Tuesday, April 17, 2007

The Lives of Others

Poster for Lives of Others; photo by Val Phoenix
(Das Leben der Anderen)dir Florian Henckel von Donnersmarck

An extraordinarily gripping film looking back to Cold War East Berlin in the '80s and the grip held by the State Security Services, or Stasi, over the population.

In placing a Stasi officer at the centre of the piece, writer/director von Donnersmarck subtly shifts the audience's attitudes toward him, from repulsion to sympathy, as his behaviour changes from blind obedience to flouting his orders.

The officer, Wiesler, a blank-faced man dressed in grey, has been assigned the task of spying on a playwright, Dreyman. The order is politically compromised as a corrupt government official has designs on the playwright's girlfriend, the actress Christa-Maria Sieland. Wiesler starts off his surveillance playing by the book but gradually he comes to sympathise with the couple and starts falsifying his reports. It all climaxes in tragedy but the tension is repeatedly ratcheted up as pressure falls on Wiesler from his superiors and the couple are also compromised.
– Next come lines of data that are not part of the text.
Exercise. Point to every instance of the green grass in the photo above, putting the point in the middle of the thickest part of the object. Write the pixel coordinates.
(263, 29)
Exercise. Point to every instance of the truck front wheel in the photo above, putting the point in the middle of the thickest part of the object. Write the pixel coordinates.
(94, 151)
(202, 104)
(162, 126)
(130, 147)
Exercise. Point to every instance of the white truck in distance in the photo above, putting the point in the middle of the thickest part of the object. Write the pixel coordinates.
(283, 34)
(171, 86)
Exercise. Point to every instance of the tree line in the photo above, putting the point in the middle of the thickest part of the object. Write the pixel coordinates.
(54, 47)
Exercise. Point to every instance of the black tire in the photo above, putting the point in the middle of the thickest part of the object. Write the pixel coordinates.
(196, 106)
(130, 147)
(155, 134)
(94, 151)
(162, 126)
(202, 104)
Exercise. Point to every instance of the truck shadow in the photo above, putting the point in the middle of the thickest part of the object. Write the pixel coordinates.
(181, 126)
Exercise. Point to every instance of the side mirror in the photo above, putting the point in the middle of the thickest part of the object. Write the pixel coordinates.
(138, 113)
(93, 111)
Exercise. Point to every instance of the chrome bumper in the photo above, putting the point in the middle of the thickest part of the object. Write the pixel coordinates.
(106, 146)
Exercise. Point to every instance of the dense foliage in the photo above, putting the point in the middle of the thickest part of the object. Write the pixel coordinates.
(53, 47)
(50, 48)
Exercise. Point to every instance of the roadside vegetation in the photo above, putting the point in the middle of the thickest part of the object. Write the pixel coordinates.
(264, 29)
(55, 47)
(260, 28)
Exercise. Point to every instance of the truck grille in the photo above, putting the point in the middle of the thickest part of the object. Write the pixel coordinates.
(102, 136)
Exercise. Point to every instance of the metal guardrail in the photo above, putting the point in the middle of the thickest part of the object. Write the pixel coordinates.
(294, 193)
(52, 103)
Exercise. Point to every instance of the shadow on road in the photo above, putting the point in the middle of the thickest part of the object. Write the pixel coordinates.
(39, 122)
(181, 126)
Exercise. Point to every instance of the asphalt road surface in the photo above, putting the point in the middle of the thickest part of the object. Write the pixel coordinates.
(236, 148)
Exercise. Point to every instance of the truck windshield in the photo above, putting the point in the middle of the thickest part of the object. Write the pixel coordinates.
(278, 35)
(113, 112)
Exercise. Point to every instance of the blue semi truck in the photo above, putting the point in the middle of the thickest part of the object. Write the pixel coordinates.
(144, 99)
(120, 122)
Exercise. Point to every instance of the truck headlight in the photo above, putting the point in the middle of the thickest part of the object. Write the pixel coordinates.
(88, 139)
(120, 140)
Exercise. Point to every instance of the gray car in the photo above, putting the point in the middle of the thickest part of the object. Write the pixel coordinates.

There are some brilliant moments of black comedy within the film. The repulsive official, Hempf, praises Dreyman with the quote, "Writers are engineers of the soul", before a dissident reminds him the author of the quote is Stalin. He is nonplussed.

The idea of The Good Man becomes a motif, as well, with Dreyman referring to a sonata of the same title and then writing a novel of the same name. The film seems to be asking: who is good? who is evil? can people change? what are the responsibilities of artists?

Thought-provoking, politically charged and very handsomely made.